To use ChatGPT_QA or ChatGPT_SP you need to provide the API credentials:

from qatch.models import ChatGPT_QA

model = ChatGPT_QA(model_name="gpt-3.5-turbo-0613",
                   api_key="your_api_key_chatgpt",
                   api_org="your_api_org_chatgpt")

To use LLama2_QA or LLama2_SP you need to specify the HuggingFace token

from qatch.models import LLama2_QA

model = LLama2_QA(model_name="meta-llama/Llama-2-7b-chat-hf",
                  hugging_face_token="your_hugging_face_token")

The tests_df dataframe after the prediction phase contains:

  • db_id: The database name associated with the test.
  • tbl_name: The table name associated with the test.
  • sql_tags: the SQL generator used to create the test.
  • query: The generated query. Used to evaluate the model.
  • question: The generated question associated with the query. Used as input for the model.
  • predictions_: The predicted query/cells based on the task (SP or QA respectively)

Step 3: QATCH evaluate

QATCH MetricEvaluator is composed of 5 metrics (3 intra-tuple and 2 inter-tuple).

from qatch import MetricEvaluator

evaluator = MetricEvaluator(databases=databases)
tests_df = evaluator.evaluate_with_df(tests_df,
                                      prediction_col_name="<prediction_col_name>",
                                      task="QA")

You do not have to specify the "databases" in case the "target" and "predictions" are already executed for QA:

eval_task = MetricEvaluator(databases=None, metrics=['cell_precision', 'cell_recall'])
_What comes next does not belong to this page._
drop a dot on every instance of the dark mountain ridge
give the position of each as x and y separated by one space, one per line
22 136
test = {"sql_tags": "SELECT",
        "prediction": [["wales", "scotland"], ["england"]],
        "target": [["scotland", "wales"], ["england"]]}

df = pd.DataFrame(test)
prediction_col_name = "prediction"
target_col_name = "target"

result = eval_task.evaluate_with_df(df, prediction_col_name, 'QA', target_col_name)
print(result)
# {'cell_precision_prediction': 1.0, 'cell_recall_prediction': 1.0}

Attention

For SP, if you have both the target and the predictions already executed, you have to specify the task as 'QA'

This because when using task 'SP' there are automatic controls on the query syntactic which are not available if they have already been executed.
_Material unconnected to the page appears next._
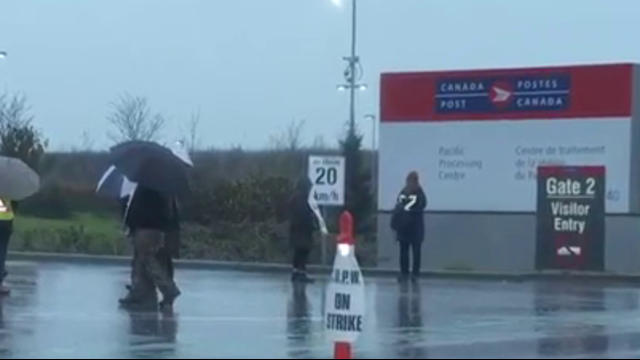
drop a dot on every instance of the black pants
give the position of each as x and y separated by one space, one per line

The final dataframe contains:

  • db_id: The database name associated with the test.
  • tbl_name: The table name associated with the test.
  • sql_tags: the SQL generator associated with the test.
  • query: The generated query from step 1.
  • question: The generated question from step 1. Used as input for the model.
  • predictions_: The predicted query/cells from step 2.
  • 5 metrics: The metrics used to evaluate the models.